Banks are more efficient when shrunk to the point that they can no longer endanger the world economy. But because JPMorgan and similar banks are the leading contributors to Democrats and Republicans, neither political party has the courage to order them to reform.
The Volcker Rule, which aims to prevent insured banks from engaging in speculative bets, was passed as part of the Dodd-Frank Act over the objections of Treasury Secretary Timothy Geithner and almost the entire Republican congressional delegation.
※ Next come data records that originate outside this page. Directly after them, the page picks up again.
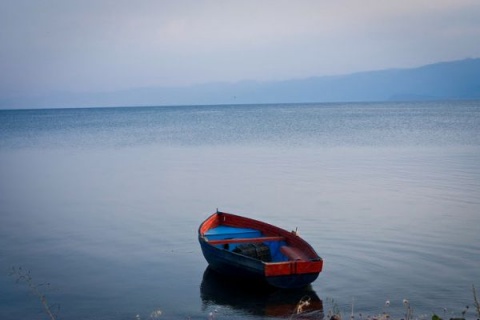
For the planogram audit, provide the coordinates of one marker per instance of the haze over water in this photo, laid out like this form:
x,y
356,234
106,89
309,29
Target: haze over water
x,y
104,204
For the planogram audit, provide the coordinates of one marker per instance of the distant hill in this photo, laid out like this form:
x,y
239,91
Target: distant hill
x,y
440,81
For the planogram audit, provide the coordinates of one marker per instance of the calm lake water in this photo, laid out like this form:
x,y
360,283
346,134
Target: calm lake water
x,y
104,205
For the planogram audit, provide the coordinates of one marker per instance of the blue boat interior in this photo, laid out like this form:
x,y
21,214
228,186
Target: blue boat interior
x,y
226,233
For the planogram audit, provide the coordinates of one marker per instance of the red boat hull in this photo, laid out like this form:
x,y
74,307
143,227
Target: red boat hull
x,y
294,262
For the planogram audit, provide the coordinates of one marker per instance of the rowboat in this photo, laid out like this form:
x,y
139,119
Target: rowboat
x,y
244,248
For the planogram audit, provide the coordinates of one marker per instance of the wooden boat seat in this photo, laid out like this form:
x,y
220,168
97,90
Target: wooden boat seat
x,y
246,240
294,254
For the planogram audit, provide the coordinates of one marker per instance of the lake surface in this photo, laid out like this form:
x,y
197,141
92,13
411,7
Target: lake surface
x,y
104,205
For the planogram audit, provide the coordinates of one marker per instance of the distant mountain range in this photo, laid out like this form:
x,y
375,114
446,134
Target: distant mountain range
x,y
440,81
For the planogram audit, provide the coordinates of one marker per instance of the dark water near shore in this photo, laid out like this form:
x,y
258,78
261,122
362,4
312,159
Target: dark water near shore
x,y
104,205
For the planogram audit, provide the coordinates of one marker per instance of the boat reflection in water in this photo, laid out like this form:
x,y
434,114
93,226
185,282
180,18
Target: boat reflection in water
x,y
257,300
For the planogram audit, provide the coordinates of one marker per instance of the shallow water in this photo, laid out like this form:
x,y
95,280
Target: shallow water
x,y
104,205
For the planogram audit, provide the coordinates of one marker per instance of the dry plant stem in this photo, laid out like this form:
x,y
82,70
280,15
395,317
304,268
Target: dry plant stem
x,y
25,276
477,304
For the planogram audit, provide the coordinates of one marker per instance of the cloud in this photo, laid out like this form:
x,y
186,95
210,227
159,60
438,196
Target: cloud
x,y
109,45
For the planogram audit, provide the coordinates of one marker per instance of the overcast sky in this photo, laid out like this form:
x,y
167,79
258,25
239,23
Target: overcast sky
x,y
95,45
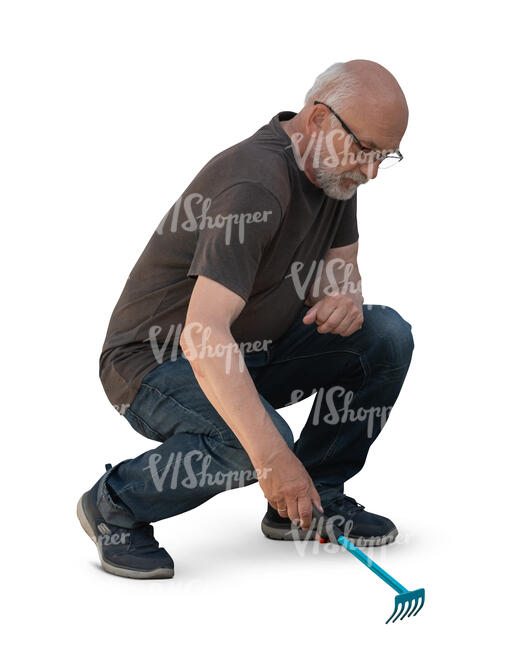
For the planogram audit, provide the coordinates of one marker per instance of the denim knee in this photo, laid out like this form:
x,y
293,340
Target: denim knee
x,y
399,337
394,338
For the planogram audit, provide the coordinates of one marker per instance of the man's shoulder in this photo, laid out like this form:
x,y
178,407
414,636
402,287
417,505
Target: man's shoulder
x,y
259,159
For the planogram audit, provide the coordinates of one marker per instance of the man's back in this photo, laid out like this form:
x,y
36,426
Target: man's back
x,y
250,220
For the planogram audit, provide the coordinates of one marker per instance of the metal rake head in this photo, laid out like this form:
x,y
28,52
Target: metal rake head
x,y
408,603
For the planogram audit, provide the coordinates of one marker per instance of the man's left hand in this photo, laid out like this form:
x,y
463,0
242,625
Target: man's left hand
x,y
337,314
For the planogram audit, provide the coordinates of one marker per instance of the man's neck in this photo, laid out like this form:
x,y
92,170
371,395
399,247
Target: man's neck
x,y
294,126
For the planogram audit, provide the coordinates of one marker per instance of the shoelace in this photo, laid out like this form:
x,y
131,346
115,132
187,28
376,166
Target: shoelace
x,y
354,506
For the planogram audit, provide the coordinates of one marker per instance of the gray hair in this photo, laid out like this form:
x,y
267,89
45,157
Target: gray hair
x,y
334,86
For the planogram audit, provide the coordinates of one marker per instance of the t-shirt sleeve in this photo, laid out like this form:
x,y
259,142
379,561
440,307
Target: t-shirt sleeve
x,y
347,232
239,224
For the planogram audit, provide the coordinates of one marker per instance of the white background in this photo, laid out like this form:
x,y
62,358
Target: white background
x,y
109,109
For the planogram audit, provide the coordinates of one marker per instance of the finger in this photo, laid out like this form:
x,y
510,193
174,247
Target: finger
x,y
305,511
310,316
355,325
315,498
336,320
292,511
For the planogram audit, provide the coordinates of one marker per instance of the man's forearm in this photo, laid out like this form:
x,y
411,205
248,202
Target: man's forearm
x,y
227,384
336,275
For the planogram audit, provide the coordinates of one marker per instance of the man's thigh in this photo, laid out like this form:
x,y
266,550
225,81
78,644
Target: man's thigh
x,y
171,401
303,360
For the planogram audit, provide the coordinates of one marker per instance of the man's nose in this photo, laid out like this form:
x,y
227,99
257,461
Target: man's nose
x,y
370,169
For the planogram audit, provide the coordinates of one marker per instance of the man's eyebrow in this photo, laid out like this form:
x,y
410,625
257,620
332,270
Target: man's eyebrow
x,y
369,143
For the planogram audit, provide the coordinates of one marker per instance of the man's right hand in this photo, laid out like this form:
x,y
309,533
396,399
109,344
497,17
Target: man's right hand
x,y
288,487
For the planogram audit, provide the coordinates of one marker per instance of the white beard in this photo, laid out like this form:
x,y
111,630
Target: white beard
x,y
332,185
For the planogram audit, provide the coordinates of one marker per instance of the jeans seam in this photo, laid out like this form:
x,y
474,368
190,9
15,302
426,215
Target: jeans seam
x,y
310,356
145,424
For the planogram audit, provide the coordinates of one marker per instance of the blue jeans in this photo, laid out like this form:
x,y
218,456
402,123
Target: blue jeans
x,y
357,380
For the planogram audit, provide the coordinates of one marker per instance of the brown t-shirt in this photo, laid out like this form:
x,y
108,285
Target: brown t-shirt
x,y
250,220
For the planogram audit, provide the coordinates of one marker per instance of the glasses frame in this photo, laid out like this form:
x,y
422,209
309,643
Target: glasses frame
x,y
396,154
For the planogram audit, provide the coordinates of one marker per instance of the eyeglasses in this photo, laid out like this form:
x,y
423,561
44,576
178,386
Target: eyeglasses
x,y
365,156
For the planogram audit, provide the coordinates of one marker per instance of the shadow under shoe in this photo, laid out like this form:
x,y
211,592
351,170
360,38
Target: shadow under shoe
x,y
126,552
361,527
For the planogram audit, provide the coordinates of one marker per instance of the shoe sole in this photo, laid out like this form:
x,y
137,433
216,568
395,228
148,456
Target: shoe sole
x,y
298,534
113,568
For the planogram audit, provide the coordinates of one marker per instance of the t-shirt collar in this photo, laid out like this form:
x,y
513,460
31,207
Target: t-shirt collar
x,y
279,131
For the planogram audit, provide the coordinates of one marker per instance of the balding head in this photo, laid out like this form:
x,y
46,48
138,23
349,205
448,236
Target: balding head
x,y
366,89
369,100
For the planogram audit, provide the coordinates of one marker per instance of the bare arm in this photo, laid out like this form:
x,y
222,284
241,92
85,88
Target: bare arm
x,y
340,270
225,380
335,298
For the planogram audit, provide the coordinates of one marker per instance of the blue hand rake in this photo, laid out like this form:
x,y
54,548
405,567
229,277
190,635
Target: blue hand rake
x,y
408,603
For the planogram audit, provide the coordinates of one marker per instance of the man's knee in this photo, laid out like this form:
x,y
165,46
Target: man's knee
x,y
395,334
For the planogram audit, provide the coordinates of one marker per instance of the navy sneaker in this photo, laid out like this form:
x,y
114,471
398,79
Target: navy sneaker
x,y
349,517
126,552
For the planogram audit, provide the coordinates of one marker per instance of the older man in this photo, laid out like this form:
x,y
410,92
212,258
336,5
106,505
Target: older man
x,y
247,298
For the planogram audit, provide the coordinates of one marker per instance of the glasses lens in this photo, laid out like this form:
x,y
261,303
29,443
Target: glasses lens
x,y
389,162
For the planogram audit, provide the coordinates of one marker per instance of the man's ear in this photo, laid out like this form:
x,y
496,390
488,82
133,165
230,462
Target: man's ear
x,y
315,119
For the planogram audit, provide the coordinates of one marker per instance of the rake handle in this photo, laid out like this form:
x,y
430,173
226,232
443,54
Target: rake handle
x,y
362,557
373,566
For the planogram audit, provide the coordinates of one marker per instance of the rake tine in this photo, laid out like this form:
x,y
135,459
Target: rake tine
x,y
394,612
414,605
407,600
403,607
410,606
421,605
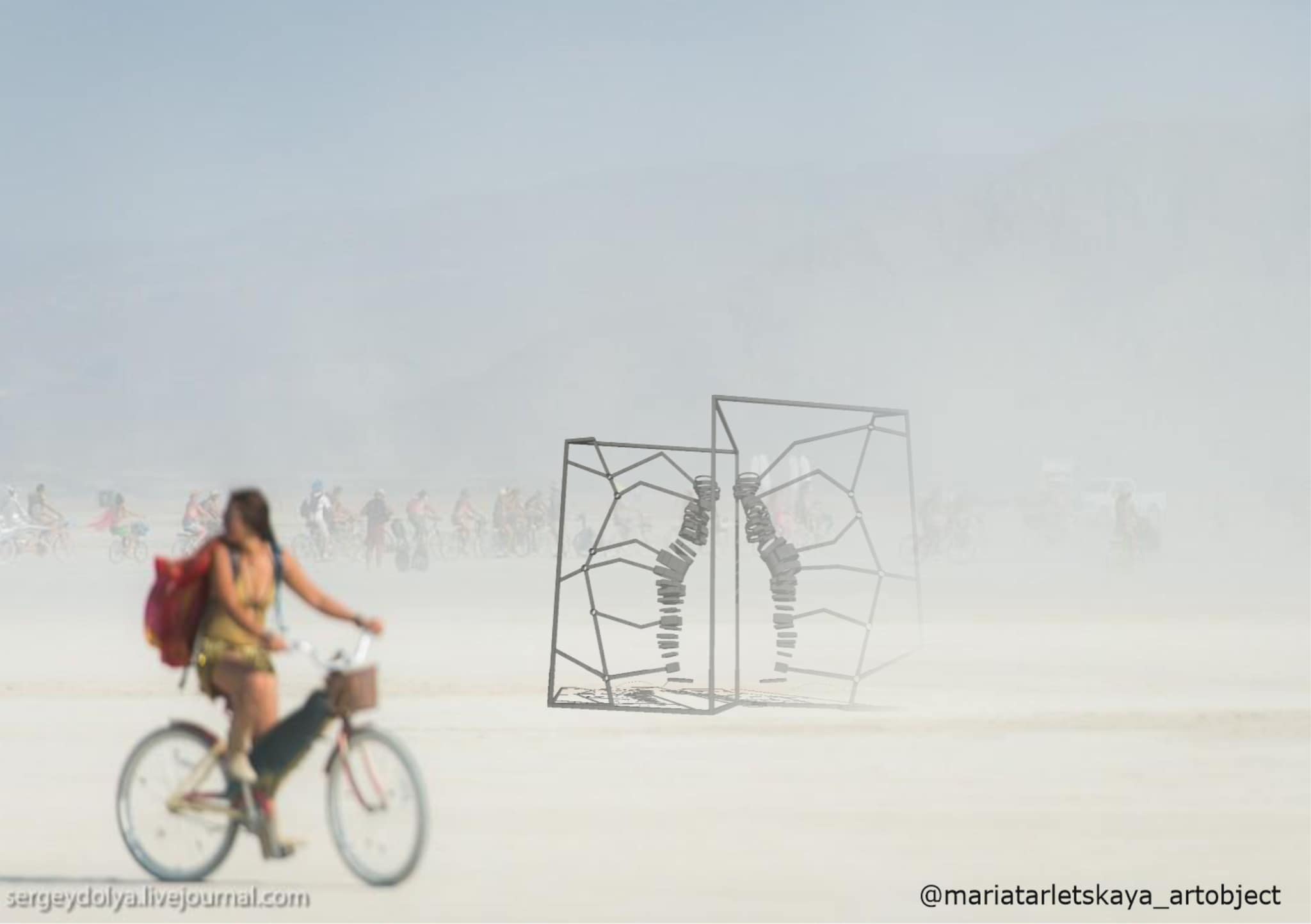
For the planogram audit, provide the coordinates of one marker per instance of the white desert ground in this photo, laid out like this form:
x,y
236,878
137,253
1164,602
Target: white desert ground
x,y
1062,724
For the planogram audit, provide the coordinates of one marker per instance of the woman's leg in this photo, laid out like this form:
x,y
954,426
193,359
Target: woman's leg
x,y
234,682
253,696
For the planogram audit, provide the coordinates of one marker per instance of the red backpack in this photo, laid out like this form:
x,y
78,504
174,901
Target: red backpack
x,y
176,605
177,600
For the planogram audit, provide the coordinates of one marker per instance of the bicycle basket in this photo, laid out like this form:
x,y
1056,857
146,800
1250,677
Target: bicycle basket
x,y
351,691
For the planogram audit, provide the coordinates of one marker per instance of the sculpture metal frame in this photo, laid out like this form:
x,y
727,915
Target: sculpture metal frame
x,y
718,701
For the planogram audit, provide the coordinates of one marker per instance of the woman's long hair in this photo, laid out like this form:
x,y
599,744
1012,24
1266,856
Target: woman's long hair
x,y
253,507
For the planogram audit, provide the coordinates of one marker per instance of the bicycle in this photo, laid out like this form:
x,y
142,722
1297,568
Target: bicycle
x,y
176,799
131,543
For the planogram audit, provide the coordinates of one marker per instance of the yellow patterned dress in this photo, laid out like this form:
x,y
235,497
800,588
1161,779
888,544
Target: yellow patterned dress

Back in 2008 when the financial crisis hit us hard, a host of large institutions were destroyed. AIG, Merrill Lynch, Bear Stearns, Lehman Brothers, Fannie Mae, Freddie Mac, Washington Mutual and Wachovia all suffered massive losses on their toxic derivatives, particularly collateralized debt obligations (CDO) and credit default swaps (CDS), better known as “green slime.” One would think everyone has learned a lesson. Jamie Dimon, JPMorgan’s CEO, now agrees that banks should not invest in derivatives. But government subsidies have a way of encouraging fraud and speculation.
JPMorgan, the nation’s largest bank, receives an explicit federal subsidy (deposit insurance) and a much larger implicit federal subsidy. It’s improper for the megabank to use these subsidies to speculate in derivatives. And yet it can do so with hardly any serious regulatory consequences.
Financial institutions such as JPMorgan love to buy derivatives because they are opaque, create fictional income that leads to real bonuses and when (not if) they suffer losses so large that they would cause the bank to fail, they will be bailed out.